Having received its funding from the Philadelphia Corporation for Aging March 1, the program has begun to reach out to those sites that served its members during the interim to reestablish its population of approximately 750 members. Lisa noted that has gone well and looks forward to welcoming more individuals no matter their interests.
“We’re confident we have something for everyone,” she said. “The best part is that if someone walks in today and desires to join, we could have him or her experiencing time here right away.”
That all aspects came together so quickly and efficiently impressed DiGiandomenico.
“I’ll come two or three times a week because I really enjoy the exercise, the social programs, trips, shows, mural tours, whatever,” the enthused registrant, who also bulks up her civic identity through participation in the South Philadelphia Lions Club, said. “For [the suggested price of] $25 a year, $50 for the fitness room, where are you going to go to find all that?”
As senior program coordinator Lee Fass led her and her companions in designing a spinach salad with clementines, cranberry raisins, goat cheese and walnuts as part of the fruit and vegetable of the month presentation, DiGiandomenico also noted how pleased she is the new two-story site likely will follow its predecessor as an intoxicating place for residents within and beyond the confines of South Philly.
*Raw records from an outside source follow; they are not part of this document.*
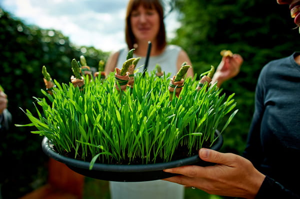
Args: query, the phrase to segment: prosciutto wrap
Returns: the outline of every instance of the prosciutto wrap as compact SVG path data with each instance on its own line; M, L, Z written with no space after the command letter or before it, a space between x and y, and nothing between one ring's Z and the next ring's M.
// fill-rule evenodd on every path
M129 80L129 72L126 72L125 75L120 75L120 72L121 70L120 68L116 68L116 73L114 74L116 88L118 90L120 90L120 88L122 90L126 91Z

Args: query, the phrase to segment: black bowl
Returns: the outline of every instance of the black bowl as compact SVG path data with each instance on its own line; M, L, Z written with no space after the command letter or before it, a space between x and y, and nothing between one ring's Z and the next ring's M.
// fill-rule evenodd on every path
M223 144L223 138L216 131L217 140L210 149L218 151ZM118 182L142 182L163 179L177 175L164 172L166 169L185 165L207 166L212 164L201 160L198 155L167 163L147 165L110 165L95 163L90 170L90 162L75 160L60 155L53 149L48 138L44 137L42 143L42 150L48 156L66 165L72 170L84 176L96 179Z

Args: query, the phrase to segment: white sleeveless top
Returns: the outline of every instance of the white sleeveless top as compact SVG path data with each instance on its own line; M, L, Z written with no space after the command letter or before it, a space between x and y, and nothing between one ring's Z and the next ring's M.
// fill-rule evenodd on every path
M127 53L128 51L128 48L122 48L120 50L120 55L116 63L116 67L122 68L123 63L126 60ZM179 52L182 50L182 48L176 45L167 45L164 52L160 55L157 56L152 56L149 57L148 62L148 71L150 71L155 70L155 66L156 64L158 64L162 67L162 70L164 71L166 74L171 73L172 75L175 75L177 72L177 59ZM135 54L134 54L134 57L138 57ZM140 57L141 58L138 61L138 65L136 68L137 69L140 66L144 65L145 64L146 57ZM142 72L144 70L144 66L141 67L139 71Z

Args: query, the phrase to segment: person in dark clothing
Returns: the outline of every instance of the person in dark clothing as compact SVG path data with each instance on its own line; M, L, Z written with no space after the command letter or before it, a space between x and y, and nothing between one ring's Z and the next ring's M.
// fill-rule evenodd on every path
M300 26L300 0L290 5ZM260 75L255 110L243 156L201 149L213 166L184 166L165 180L209 194L246 199L300 199L300 52L268 63Z
M0 132L8 130L12 121L12 115L6 109L8 102L6 95L0 87Z

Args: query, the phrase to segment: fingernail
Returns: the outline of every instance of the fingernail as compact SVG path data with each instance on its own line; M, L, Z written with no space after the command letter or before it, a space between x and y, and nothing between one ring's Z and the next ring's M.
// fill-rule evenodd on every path
M201 149L200 150L200 156L201 158L208 158L208 157L210 151L206 149Z

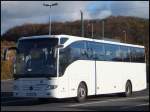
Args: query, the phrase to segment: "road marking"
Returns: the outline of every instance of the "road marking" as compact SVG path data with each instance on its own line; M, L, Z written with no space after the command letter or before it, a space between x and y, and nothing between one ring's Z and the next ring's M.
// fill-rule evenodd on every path
M4 103L12 103L12 102L17 102L17 101L30 101L31 99L20 99L20 100L13 100L13 101L7 101L7 102L2 102L2 104Z
M109 99L109 100L105 100L105 101L97 101L97 102L91 102L91 103L69 105L69 107L83 106L83 105L96 104L96 103L106 103L106 102L110 102L110 101L126 101L126 100L142 99L142 98L149 98L149 96L125 98L125 99L124 98L122 98L122 99Z
M139 104L139 105L136 105L136 107L139 107L139 106L146 106L146 105L149 105L149 103Z
M2 82L5 82L5 81L10 81L10 80L13 80L13 79L6 79L6 80L1 80Z
M129 106L129 107L122 107L121 109L128 109L128 108L134 108L134 107L139 107L139 106L147 106L147 105L149 105L149 103L144 103L144 104L139 104L139 105Z

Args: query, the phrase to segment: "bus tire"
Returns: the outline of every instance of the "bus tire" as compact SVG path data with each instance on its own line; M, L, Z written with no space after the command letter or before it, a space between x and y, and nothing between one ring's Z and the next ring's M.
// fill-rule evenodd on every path
M38 98L38 101L43 103L43 102L48 102L49 99L48 98Z
M132 84L131 84L131 81L128 80L125 86L124 96L129 97L131 95L132 95Z
M77 90L77 102L84 102L87 98L87 87L85 83L80 83Z

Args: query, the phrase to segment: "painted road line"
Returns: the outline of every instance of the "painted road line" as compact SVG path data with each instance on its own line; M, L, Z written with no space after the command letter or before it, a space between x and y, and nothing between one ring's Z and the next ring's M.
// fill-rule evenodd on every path
M5 82L5 81L11 81L13 79L6 79L6 80L1 80L2 82Z
M129 107L121 107L120 109L129 109L129 108L135 108L135 107L140 107L140 106L148 106L149 103L144 103L144 104L139 104L135 106L129 106Z
M5 104L5 103L15 103L15 102L22 102L22 101L30 101L30 100L33 100L33 99L20 99L20 100L13 100L13 101L7 101L7 102L1 102L2 104Z
M105 101L97 101L97 102L69 105L69 107L84 106L84 105L90 105L90 104L96 104L96 103L107 103L107 102L111 102L111 101L135 100L135 99L143 99L143 98L149 98L149 96L134 97L134 98L122 98L122 99L109 99L109 100L105 100Z
M147 105L149 105L149 103L139 104L139 105L136 105L136 107L139 107L139 106L147 106Z

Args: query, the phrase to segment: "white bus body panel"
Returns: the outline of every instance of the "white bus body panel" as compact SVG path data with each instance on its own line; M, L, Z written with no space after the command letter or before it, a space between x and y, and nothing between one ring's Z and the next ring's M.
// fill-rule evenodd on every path
M133 91L146 88L146 65L144 63L97 61L97 94L125 92L127 80Z

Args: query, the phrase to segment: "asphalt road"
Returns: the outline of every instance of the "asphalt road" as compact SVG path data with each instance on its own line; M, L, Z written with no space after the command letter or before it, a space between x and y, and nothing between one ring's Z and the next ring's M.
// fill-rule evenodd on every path
M49 99L41 102L35 98L13 98L10 89L4 89L11 81L1 82L1 111L149 111L149 86L125 98L118 94L88 97L84 103L70 99ZM4 91L5 90L5 91Z

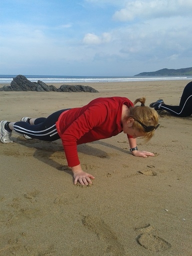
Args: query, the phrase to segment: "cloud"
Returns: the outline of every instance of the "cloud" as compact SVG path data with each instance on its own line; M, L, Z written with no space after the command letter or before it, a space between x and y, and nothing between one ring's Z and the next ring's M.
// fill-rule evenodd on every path
M125 8L116 12L113 18L115 20L126 22L136 18L190 16L192 11L191 0L137 0L127 1Z
M111 36L110 33L104 32L100 37L93 33L88 33L84 35L82 42L85 44L100 44L109 42L110 40Z

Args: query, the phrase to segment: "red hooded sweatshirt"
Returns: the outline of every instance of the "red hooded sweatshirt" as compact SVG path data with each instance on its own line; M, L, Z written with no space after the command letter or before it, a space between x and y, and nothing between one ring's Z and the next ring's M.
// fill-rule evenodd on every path
M122 105L134 106L124 97L100 98L82 108L64 112L56 122L68 166L80 164L77 145L107 138L122 131ZM132 138L128 134L128 138Z

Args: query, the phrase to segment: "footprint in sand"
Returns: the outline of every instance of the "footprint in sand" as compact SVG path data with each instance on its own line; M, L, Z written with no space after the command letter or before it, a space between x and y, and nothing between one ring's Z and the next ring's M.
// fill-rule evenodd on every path
M156 176L156 173L152 170L140 170L139 172L146 176Z
M88 215L84 216L82 220L84 226L106 242L106 252L110 252L110 255L114 256L125 255L124 246L118 241L117 236L102 220Z
M164 239L150 233L140 236L138 242L146 249L156 252L167 250L172 246Z
M146 249L157 252L168 250L172 246L164 239L152 233L154 228L150 224L147 226L136 228L142 232L136 238L139 244Z

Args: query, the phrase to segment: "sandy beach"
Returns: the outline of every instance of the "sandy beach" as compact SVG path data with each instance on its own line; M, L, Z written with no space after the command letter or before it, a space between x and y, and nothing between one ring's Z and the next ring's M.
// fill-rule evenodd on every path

“We like to think of ourselves as a microcosm of the world,” Lisa said, adding the benefits of interaction between children and adults under her roof.
Meals mark key components of breaking bread at the facility, which has taken on the same name that referred to one element of Fels’ multi-faceted outreach. As the weather becomes more enticing, Lisa hopes to welcome more enrollees to engage in fellowship and, as part of Older Adult Month, will gather the gang for an official grand opening May 18 in the site’s spacious yard.
“We’ve retained most of our Fels offerings, with swimming as a big exception, and we’re coming along fine,” Lisa said. “Older adults drive communities, and we’re happy to sustain their liveliness and receive some from them, too.”